The illness in our home is schizoaffective disorder – schizophrenia with an accompanying mood disorder. I have done my research but I won’t bore you with the medical details. What it means in our home is periods of extreme depression, self-loathing, auditory hallucinations (hearing voices), the inability to think or function rationally, over-the-top anxiety, suicidal thoughts and, sometimes, hospitalization. It can mean a phone call from a son who is in a panic at the bus stop because something has set off an anxiety attack. It can mean weeks of him sinking further into depression and anger.

He lives with me in my 790-square-foot home because he is on disability, and has not been able to live on his own. He has two therapy rabbits because they help him focus and stay calm. My son is a college graduate, reads avidly, and speaks fluent German. He loves to bake, and can translate almost any recipe into gluten-free. He has always been very intelligent and caring.

After he moved back home in November of 2015, it took several months for us to access Medicaid and find services. We have been lucky. We found great services that have really helped him to this current good place. Yes, he had to be forced to go to appointments and day services many times. He has been hospitalized once since he has been home. There was a very tense period where someone had to be with him 24/7 so he wouldn’t harm himself. This was at a time when he refused hospitalization. I had to lock up everything in the house that he might use to cause himself harm. We frequently argued because he believed someone with severe depression should have the right to choose an end to life, the same way someone with a terminal illness should.

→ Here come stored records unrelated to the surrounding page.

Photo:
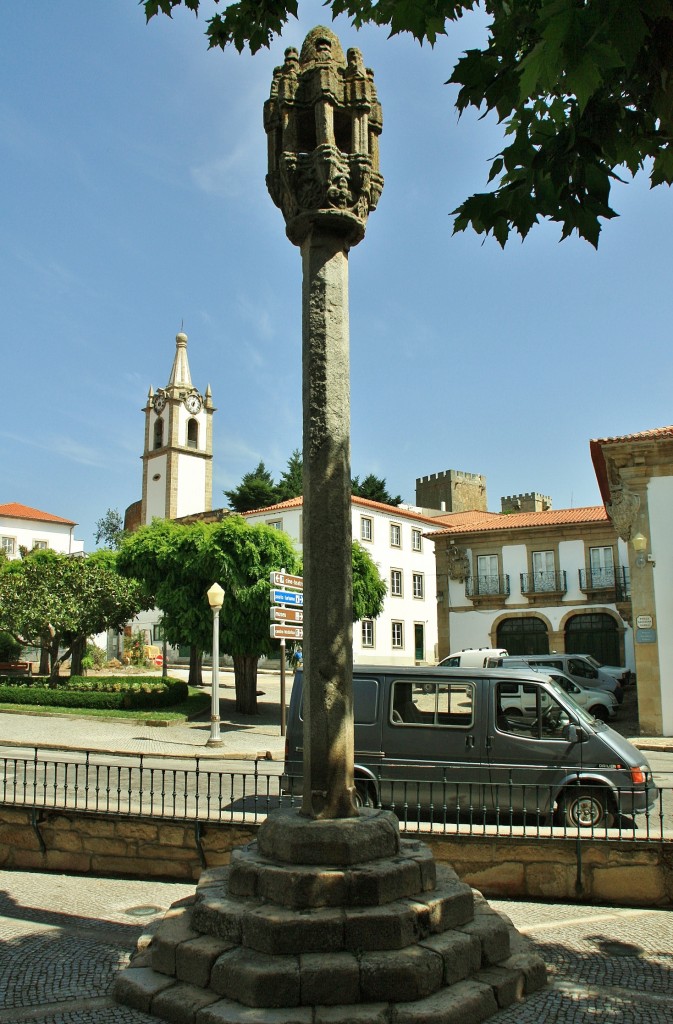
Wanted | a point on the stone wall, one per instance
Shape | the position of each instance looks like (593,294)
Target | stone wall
(620,872)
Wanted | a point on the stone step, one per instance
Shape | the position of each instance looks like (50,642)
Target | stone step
(268,928)
(303,886)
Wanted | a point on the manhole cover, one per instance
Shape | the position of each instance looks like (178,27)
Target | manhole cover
(143,911)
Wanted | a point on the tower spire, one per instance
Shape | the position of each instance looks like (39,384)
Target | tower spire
(180,372)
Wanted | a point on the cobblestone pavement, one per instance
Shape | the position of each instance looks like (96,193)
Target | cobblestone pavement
(64,938)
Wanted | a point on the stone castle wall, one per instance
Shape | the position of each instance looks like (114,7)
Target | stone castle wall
(620,872)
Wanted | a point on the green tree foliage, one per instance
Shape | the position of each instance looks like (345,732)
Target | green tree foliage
(256,491)
(110,529)
(375,488)
(56,601)
(291,482)
(369,589)
(584,89)
(178,563)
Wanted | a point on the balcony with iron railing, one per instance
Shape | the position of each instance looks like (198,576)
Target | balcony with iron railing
(484,588)
(613,583)
(545,584)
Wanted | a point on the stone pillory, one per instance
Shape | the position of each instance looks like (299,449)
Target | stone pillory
(323,122)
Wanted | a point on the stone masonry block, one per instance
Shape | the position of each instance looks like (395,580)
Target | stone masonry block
(136,987)
(464,1001)
(508,984)
(196,958)
(229,1012)
(257,979)
(400,975)
(329,979)
(389,927)
(172,932)
(461,954)
(366,1013)
(493,934)
(180,1003)
(280,930)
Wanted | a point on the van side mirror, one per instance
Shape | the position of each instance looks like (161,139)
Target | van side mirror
(574,733)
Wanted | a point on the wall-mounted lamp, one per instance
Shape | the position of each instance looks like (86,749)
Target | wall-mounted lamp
(639,542)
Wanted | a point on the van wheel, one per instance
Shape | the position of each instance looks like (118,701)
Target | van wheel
(586,809)
(365,795)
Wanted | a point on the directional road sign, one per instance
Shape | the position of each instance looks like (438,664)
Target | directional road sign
(285,580)
(282,632)
(287,614)
(287,597)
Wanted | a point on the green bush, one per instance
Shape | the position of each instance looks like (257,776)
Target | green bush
(111,693)
(9,648)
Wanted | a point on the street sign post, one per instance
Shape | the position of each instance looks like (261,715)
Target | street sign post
(280,631)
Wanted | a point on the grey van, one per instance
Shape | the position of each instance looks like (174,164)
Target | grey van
(440,739)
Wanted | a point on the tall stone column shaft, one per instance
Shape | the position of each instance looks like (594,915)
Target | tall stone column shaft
(327,529)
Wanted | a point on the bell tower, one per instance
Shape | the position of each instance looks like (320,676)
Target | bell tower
(177,461)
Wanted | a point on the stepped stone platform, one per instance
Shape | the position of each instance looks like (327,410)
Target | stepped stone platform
(334,922)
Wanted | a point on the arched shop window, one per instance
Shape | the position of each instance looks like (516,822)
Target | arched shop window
(595,634)
(523,636)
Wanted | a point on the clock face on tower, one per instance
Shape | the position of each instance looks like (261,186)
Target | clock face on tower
(193,402)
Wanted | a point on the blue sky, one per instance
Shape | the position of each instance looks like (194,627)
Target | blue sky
(133,201)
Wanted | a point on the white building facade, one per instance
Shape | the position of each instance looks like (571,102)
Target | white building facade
(535,583)
(25,527)
(398,540)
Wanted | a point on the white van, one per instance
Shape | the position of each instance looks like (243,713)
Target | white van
(474,657)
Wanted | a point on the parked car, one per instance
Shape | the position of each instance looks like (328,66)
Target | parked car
(436,738)
(578,667)
(601,704)
(482,657)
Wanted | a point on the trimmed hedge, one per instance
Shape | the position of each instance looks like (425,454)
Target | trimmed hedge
(110,693)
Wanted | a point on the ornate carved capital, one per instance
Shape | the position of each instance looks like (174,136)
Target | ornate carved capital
(323,120)
(623,510)
(459,563)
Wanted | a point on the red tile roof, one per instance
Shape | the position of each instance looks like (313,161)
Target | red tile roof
(598,459)
(476,522)
(15,511)
(294,503)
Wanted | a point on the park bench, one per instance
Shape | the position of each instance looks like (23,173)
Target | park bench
(15,669)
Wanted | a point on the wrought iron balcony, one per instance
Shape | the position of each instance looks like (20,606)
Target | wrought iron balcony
(544,583)
(615,581)
(488,586)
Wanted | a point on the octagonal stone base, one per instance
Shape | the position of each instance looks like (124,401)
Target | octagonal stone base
(331,923)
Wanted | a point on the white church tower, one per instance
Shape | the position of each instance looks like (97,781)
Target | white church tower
(177,461)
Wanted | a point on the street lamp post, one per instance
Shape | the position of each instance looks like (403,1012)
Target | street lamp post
(215,600)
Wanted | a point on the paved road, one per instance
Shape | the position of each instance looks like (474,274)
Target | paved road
(64,939)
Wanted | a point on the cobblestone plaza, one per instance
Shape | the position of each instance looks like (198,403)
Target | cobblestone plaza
(65,938)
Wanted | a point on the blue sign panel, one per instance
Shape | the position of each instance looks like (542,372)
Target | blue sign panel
(287,597)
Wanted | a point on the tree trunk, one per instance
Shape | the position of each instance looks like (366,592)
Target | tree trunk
(196,656)
(77,653)
(245,676)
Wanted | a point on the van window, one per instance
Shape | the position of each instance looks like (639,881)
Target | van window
(432,704)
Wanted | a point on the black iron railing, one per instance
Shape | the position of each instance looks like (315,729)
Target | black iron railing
(497,586)
(447,801)
(616,579)
(544,583)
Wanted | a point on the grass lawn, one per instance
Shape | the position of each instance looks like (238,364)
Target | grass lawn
(196,704)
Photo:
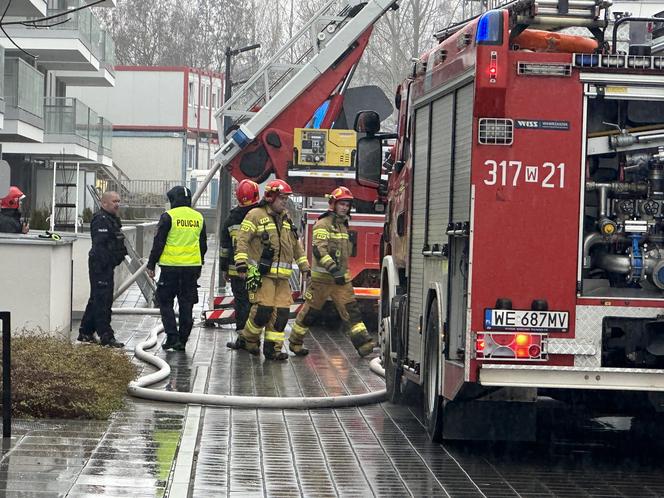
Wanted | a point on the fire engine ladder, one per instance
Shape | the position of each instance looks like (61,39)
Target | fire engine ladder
(549,15)
(64,208)
(315,48)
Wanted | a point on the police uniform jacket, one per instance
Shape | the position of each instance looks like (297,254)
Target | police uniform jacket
(263,227)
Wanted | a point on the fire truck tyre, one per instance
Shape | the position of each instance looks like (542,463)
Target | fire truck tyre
(393,351)
(431,399)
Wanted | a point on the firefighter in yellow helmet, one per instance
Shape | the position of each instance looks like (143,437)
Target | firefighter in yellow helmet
(267,245)
(331,278)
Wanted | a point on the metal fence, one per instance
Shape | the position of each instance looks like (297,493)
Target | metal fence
(147,193)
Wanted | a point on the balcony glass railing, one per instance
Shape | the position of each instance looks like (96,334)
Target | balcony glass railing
(109,51)
(106,137)
(23,86)
(64,116)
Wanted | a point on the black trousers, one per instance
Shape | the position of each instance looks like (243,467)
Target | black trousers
(181,283)
(241,302)
(97,316)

These debates continue even when he isn’t in these very dark places. He still believes that people with severe depression should be able to end their lives without interference. That they should even be given assistance to end that life gracefully in order to end the pain. I still disagree.

And so, we come back to our conversation of a few days ago. This illness is not “cured.” It does not go away. My son knows that and I know that. It is a sneaky, pernicious bastard that can overtake him at any time. It can tell him that he doesn’t need his medications or therapy or family. It can tell him that his family or his therapy or his other support systems are against him. It tries to tell him that he is not good, or that he needs to do something to harm himself.

He is probably right. His cause of death probably will be suicide – because he always has that in the back of his mind as the solution. But it breaks my heart to hear him say it in such a calm, nonchalant way. He accepts it. I fight it. He may be almost 30 years old, but he is my child. I don’t want him to hurt, but I also believe that this is only a terminal illness if it is left untreated. It IS a chronic illness, and a chronic illness requires constant maintenance and treatment.

Some days I feel I’m being selfish, when he’s deep in the hurt. Shouldn’t I just let him leave his suffering? He argues well. Doctors tell me that it is his illness talking. I don’t know about that, but I do know that he cycles out of those times as long as he does push through and get treatment. I do know that suicide is a permanent solution for a cycle that has not yet been permanent. I will continue to fight for him and even with him if necessary.

Why do I share this? Because we all have our fights. Mental illness is in our homes, in our families. It is a part of our lives. We live with it. I’m not ashamed of my son. He has an illness. He doesn’t hide it. I don’t hide it. Maybe, by sharing, we can help someone understand. We can help someone cope. We can help someone reach out. We can help.

Disclaimer: My son is a firm believer in educating people about mental illness. He has given his full permission for me to use his story and our experiences in this blog, and for it to be shared.